Je ricane doucement et la tire vers la terrasse. Je lui dis de s'installer et pars discrètement dans la maison, dans le but d'aller chercher une bouteille et deux verres. Alors que je m'apprête à ressortir, la porte de la chambre s'ouvre et j'entends mon père aller aux toilettes. Je reprends mon chemin avec encore plus de discrétion et sursaute en voyant la lumière s'allumer dans la salle de vie.
— Ah ben vous êtes rentrés? me fait Nathalie, en nuisette transparente à travers laquelle je peux carrément voir son pubis rasé.
— Heu... Ouais, à... à l'instant. On voulait juste boire un verre avant de se coucher.
— Moi aussi, j'ai besoin de boire un coup! me fait-elle avant de tourner la tête vers le couloir. Nathan! Ça te dit de boire un verre avec les enfants? Ils viennent de rentrer!
— J'arrive! crie-t-il depuis la salle de bain.
— Profites-en pour me ramener un petit gilet, s'il te plaît!

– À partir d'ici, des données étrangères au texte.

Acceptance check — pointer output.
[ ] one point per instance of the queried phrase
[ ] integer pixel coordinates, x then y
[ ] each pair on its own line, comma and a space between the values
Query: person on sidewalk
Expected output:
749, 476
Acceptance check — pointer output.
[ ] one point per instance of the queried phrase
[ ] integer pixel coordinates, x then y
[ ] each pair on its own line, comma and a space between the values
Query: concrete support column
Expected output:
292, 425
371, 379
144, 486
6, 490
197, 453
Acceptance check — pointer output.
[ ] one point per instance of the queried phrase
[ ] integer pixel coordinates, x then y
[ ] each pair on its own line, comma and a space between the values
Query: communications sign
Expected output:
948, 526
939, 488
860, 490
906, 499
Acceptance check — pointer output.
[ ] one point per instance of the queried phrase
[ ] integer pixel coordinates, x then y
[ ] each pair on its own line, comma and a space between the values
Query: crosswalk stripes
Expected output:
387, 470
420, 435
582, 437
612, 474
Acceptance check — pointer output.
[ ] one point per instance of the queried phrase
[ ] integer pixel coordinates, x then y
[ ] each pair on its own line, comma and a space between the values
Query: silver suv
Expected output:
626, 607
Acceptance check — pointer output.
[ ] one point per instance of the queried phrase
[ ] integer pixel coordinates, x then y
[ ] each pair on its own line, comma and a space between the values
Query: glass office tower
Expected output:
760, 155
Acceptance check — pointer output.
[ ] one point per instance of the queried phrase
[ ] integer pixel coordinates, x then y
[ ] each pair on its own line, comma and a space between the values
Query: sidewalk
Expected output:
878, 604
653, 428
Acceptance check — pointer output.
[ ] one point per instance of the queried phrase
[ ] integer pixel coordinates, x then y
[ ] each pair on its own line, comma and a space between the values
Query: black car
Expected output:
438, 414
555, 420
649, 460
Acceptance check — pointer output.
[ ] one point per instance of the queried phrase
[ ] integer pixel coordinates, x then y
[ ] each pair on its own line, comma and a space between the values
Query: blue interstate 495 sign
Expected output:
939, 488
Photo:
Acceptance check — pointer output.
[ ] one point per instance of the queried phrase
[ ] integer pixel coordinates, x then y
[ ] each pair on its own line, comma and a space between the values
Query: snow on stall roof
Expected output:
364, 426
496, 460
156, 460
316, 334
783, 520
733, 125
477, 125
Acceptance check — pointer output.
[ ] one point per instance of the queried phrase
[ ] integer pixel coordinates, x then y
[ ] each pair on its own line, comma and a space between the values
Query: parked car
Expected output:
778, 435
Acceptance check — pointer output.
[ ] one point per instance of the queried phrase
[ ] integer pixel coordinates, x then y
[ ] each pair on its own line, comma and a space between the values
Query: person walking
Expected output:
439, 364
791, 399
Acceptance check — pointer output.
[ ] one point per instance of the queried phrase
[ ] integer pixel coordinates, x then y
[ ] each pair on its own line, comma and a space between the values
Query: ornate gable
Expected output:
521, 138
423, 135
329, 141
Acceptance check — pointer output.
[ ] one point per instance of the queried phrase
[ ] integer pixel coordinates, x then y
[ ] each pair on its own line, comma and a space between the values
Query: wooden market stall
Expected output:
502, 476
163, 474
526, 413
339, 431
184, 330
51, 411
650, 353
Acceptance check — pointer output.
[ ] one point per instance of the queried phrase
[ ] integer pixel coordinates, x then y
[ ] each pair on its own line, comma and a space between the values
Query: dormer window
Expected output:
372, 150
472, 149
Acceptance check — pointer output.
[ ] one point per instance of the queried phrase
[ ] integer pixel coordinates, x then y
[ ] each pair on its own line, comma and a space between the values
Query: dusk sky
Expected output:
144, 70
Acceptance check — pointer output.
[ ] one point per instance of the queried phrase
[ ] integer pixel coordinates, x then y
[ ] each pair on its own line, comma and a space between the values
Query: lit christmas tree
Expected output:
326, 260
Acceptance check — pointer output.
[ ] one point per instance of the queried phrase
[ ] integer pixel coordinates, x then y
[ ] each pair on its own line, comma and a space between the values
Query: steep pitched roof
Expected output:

Puis je la laisse passer devant, en profitant pour reluquer son superbe cul, et tenter de repérer s'il est marqué ou non par les fessées de mon père. Mais je ne vois pas assez bien. Une fois assise et la lumière de la terrasse allumée, c'est comme si elle était nue. Je ne remercierai jamais assez mon père qui lui ramène un gilet et qui cache ses seins que je restais regarder presque en continu, faisant ricaner Émeline.
Celle-ci est visiblement heureuse du moment. Elle montre même les photos de notre après-midi. Heureusement qu'elle avait pris le temps de faire le tri. Le verre se transforme en deux verres, puis nous allons finalement nous coucher. J'aurais tant aimé passer la nuit avec Émeline. Mais je dois me contenter d'un baiser volé.
Seul dans mon lit, je souris en m'endormant, repensant à cette journée dingue. Je pourrais m'habituer à vivre ainsi! Mais au fond, peu importe. Peu importe le lieu, tant qu'Émeline est dans les parages.